Währungsparität

Geld hat nicht nur eine einfache Vermittlungsfunktion zwischen Gütern und Dienstleistung. Es ist selbst ein Wirtschaftsgut, welches wie andere Waren bewertet und gehandelt wird. Im Allgemeinen wird dabei zwischen den Binnen- und den Außenwert von Geld unterschieden. Der Binnenwert einer Währung bestimmt die Menge an Gütern, die für eine spezifische Menge dieser Währung im Inland erworben werden kann. Als zweite Bewertungsgrundlage dient der Außenwert von Geld.

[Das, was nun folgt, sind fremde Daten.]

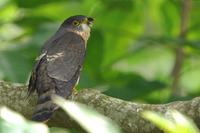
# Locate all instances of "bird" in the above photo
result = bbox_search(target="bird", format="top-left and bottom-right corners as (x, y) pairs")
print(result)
(27, 15), (94, 122)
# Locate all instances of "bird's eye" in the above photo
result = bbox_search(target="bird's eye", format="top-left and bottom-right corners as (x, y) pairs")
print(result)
(72, 20), (79, 26)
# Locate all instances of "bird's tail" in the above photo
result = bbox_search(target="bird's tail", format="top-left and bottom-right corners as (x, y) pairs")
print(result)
(32, 91), (58, 122)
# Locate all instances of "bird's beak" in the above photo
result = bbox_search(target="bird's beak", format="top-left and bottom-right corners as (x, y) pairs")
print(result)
(83, 17), (94, 27)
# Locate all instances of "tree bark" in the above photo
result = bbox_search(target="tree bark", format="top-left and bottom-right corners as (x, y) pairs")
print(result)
(0, 81), (200, 133)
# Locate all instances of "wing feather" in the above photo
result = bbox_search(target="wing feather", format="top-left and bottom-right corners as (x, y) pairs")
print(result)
(47, 32), (85, 82)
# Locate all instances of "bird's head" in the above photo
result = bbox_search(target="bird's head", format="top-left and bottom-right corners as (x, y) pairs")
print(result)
(61, 15), (94, 40)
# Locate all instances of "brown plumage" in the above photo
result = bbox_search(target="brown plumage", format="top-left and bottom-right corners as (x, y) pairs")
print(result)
(28, 15), (93, 121)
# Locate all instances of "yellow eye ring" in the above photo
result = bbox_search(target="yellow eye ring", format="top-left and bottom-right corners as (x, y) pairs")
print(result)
(72, 20), (80, 26)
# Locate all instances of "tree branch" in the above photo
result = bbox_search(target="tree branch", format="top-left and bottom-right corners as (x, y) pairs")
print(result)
(0, 81), (200, 133)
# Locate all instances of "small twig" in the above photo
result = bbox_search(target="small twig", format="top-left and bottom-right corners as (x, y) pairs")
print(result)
(171, 0), (192, 96)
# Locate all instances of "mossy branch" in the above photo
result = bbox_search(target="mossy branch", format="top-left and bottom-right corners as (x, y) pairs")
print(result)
(0, 81), (200, 133)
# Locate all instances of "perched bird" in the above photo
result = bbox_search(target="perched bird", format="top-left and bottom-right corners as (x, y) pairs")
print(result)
(28, 15), (93, 122)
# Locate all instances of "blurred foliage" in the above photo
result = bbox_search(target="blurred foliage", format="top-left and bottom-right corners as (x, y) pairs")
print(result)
(0, 96), (121, 133)
(53, 96), (121, 133)
(0, 0), (200, 103)
(0, 107), (49, 133)
(142, 110), (200, 133)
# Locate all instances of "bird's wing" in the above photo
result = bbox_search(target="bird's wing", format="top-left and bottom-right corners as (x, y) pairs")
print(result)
(47, 32), (85, 82)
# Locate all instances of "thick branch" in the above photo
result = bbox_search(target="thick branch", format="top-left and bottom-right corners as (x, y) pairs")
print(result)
(0, 82), (200, 133)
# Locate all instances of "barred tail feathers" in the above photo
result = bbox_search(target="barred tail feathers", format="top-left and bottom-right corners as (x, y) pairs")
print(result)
(32, 90), (58, 122)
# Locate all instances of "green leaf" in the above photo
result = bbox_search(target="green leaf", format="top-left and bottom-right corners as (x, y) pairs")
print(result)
(0, 107), (49, 133)
(53, 96), (120, 133)
(142, 111), (200, 133)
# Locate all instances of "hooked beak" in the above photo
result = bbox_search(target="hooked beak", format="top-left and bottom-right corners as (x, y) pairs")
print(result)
(83, 17), (94, 27)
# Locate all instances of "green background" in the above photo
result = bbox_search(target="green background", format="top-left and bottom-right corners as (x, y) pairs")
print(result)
(0, 0), (200, 103)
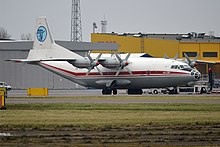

Devisenkurs und Währungsparität

Der Außenwert von Geld wird nach zwei unterschiedlichen Prinzipien bestimmt. Zunächst gibt es den Devisenmarkt bzw. Wechselkurs. Dabei wird der Wert durch den freien Markt bestimmt, d.h. durch Angebot und Nachfrage. Diese Entwicklung und das Verhältnis der Währungen untereinander werden an den Devisenbörsen abgebildet. Auch die Währungsparität bringt das Verhältnis zweier Währungen zueinander zum Ausdruck. Jedoch wird dieses Verhältnis nicht durch den freien Markt bestimmt, sondern ist ein rechtlich festgeschriebenes Wertverhältnis. Dies kann durch zwei unterschiedliche Methoden erreicht werden: durch eine Preisbindung an ein Edelmetall oder einer anderen Währung. So war auch der Goldstandard eine Währungsparität und wurde als Goldparität bezeichnet. Die häufigste Form dieser Währungsbindung ist jedoch die Bindung an eine oder mehrere andere Währungen. Der Real, der 1994 in Brasilien eingeführte wurde, war 1:1 an den US-Dollar gebunden oder der österreichische Schilling war bis 1995 an die Deutsche Mark gebunden. Andere Länder haben sich an verschiedenen Währungen gekoppelt, so auch Ungarn. 30 Prozent waren an den US-Dollar gebunden, die restlichen 70% an den ECU, die Europäische Währungseinheit.

Vor- und Nachteile

Ein geläufiger Irrtum ist, dass die Währungsparität einen festen Währungskurs garantiert. Bereits bei Goldparität kam es zu Kursschwankungen um den sogenannten Goldpunkt. Auch eine Währung, die an eine andere gebunden ist, unterliegt gewissen Schwankungen. Jedoch sind die Staaten gezwungen, aktiv auf den Devisenmarkt einzugreifen, wenn bestimmte Ober- bzw. Unterpunkte erreicht werden. Werden diese Investitionspunkte erreicht, kauft und verkauft das Land Devisen und nimmt damit Einfluss auf den Kurs. Dadurch sind die Wechselkurse bei allen Formen der Parität sehr stabil. Wenn es jedoch zu einem sehr starken Ungleichgewicht auf dem Finanzmarkt kommt, muss eine Auf- bzw. Abwertung vorgenommen werden. Während bei einer Aufwertung Exporte teurer werden und Importe günstiger, werden bei einer Abwertung die Importe teurer und Exporte günstiger. Beides kann Vor- und Nachteile für die Wirtschaft und das Sozialgefüge haben.